I've learned this the hard way. When my days were wide open, I filled them with objects, information, and distractions. The price was hidden: not just money or time, but energy and attention. I subscribed to newspapers and bookmarked endless articles, believing I'd get around to them. But later, they had become magically uninteresting.
Distraction isn't just about shiny apps or video games. It's also an escape from pain. Learning something difficult, facing uncomfortable emotions, or simply sitting in silence feels hard. Our freedom makes it easy to run away from that. However, running doesn't make us happy. We're not made for running away but to tackle challenges.
I call my way out unfreedom: deliberately limiting choices. Far from feeling restrictive, these boundaries bring clarity and ease.
Every Sunday evening, I review the past week and design the next one. I set intentions for work, meals, conversations, and leisure. Not every detail, but enough to avoid chaos. I anticipate problems and sketch out solutions so I don't waste energy worrying.
This structure might sound robotic. But paradoxically, it creates space for spontaneity. If all the crucial topics are dealt with, I can afford to lose myself in a random activity like an art project.
Conversations can easily drift into gossip, trivia, or disputes no one actually wants. I've learned to impose unfreedom here as well. At work, that means planning meetings with clear agendas. Outside work, it means slowing conversations down. I take time before I respond, instead of fueling endless word games.
Not every discussion deserves attention. Some are battles of ego, not exchanges of meaning. My rule: avoid them. Save deeper conversations for the right people, in the right setting.
Before I use a device, I try to think about the purpose. This can, of course, also mean to scroll for 30 minutes through some YouTube videos about a topic because it's relaxing. But after that, I turn the device off. When I feel the itch to check something online, I write it down and revisit it later. Most of the time, the urge fades, and I realize it was never important.

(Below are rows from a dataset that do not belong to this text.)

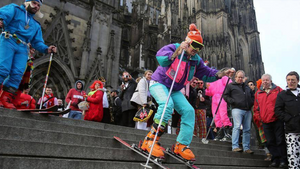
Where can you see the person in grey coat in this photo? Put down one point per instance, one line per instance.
(141, 95)
(127, 89)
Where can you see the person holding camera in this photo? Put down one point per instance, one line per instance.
(75, 95)
(128, 110)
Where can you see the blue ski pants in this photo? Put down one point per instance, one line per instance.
(178, 102)
(13, 60)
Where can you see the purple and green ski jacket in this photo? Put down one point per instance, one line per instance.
(194, 66)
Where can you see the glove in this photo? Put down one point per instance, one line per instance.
(75, 104)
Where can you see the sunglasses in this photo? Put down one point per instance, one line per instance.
(196, 45)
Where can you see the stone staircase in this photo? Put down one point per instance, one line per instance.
(33, 141)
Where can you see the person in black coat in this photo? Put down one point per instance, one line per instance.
(128, 110)
(116, 106)
(287, 108)
(241, 98)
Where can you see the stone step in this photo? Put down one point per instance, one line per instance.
(11, 162)
(44, 136)
(88, 124)
(134, 136)
(52, 150)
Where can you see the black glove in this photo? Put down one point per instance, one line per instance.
(75, 104)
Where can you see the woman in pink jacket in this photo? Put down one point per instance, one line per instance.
(215, 90)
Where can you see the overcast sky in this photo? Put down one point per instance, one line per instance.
(279, 26)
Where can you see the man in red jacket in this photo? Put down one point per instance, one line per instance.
(75, 95)
(264, 110)
(25, 101)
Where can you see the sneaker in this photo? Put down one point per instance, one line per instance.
(220, 135)
(248, 151)
(237, 150)
(269, 157)
(283, 165)
(184, 151)
(227, 137)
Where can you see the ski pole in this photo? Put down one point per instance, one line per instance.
(46, 80)
(204, 140)
(164, 110)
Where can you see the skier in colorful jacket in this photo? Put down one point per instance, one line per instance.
(192, 65)
(18, 29)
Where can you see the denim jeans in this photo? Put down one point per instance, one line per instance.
(241, 117)
(75, 114)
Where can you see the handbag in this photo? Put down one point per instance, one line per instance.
(143, 114)
(84, 105)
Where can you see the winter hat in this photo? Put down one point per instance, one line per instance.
(102, 79)
(194, 34)
(38, 13)
(258, 83)
(40, 1)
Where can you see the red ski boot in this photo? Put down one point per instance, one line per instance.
(7, 97)
(184, 151)
(157, 149)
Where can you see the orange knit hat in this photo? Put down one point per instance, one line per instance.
(194, 34)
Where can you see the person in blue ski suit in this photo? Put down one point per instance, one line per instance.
(18, 29)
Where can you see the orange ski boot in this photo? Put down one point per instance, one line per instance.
(184, 151)
(148, 141)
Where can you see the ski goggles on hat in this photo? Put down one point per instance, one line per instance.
(196, 45)
(40, 1)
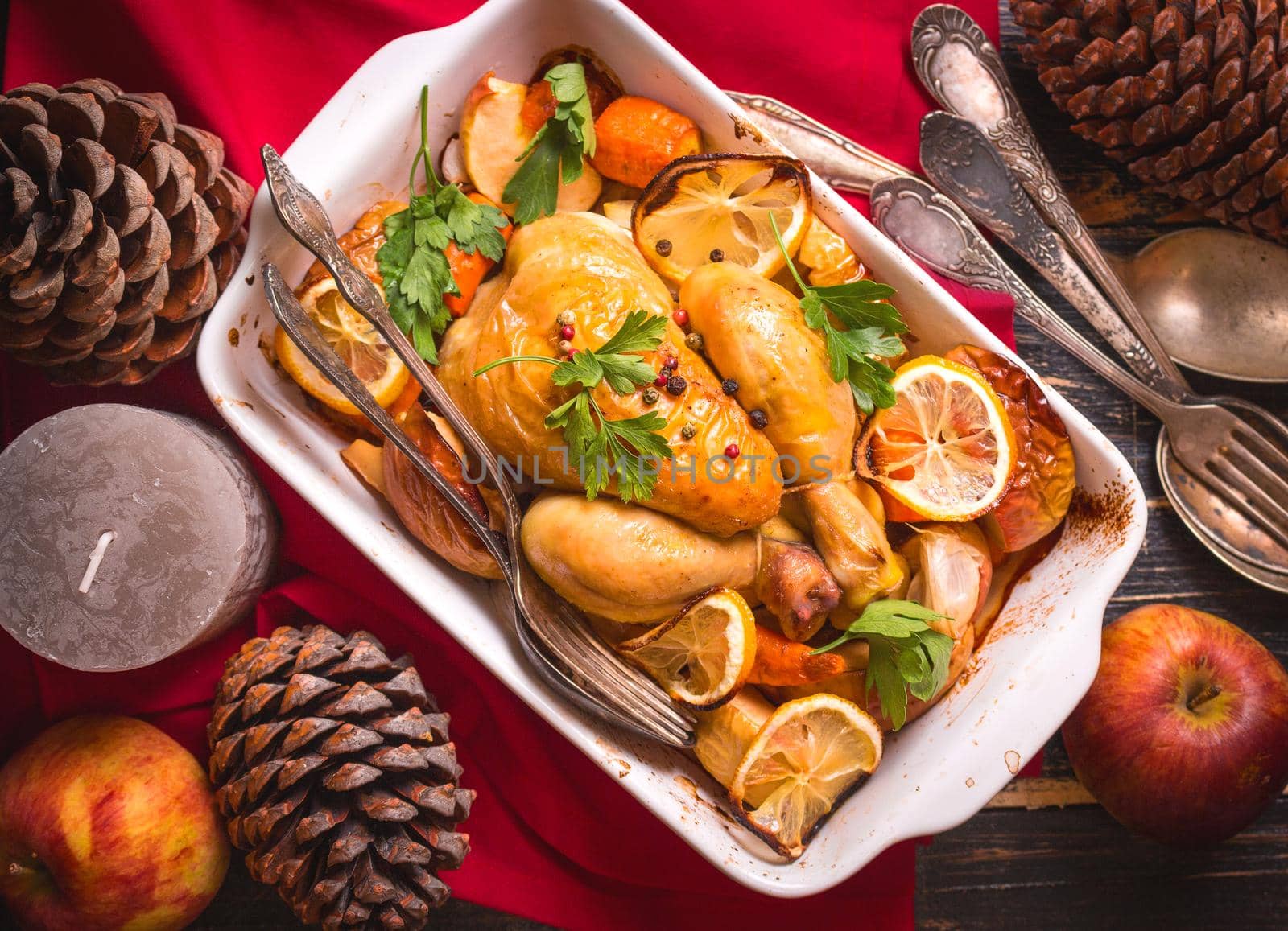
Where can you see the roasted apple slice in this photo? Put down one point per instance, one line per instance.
(493, 137)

Unfreedom sounds negative, even counterintuitive. But boundaries are what make life meaningful for me. A day without limits drifts into mediocrity. A day with structure, habits, routines, and intentional constraints becomes a day of creation and connection.
True freedom isn't the ability to do anything. It's the ability to do what matters, without being pulled away by everything else. And that requires unfreedom.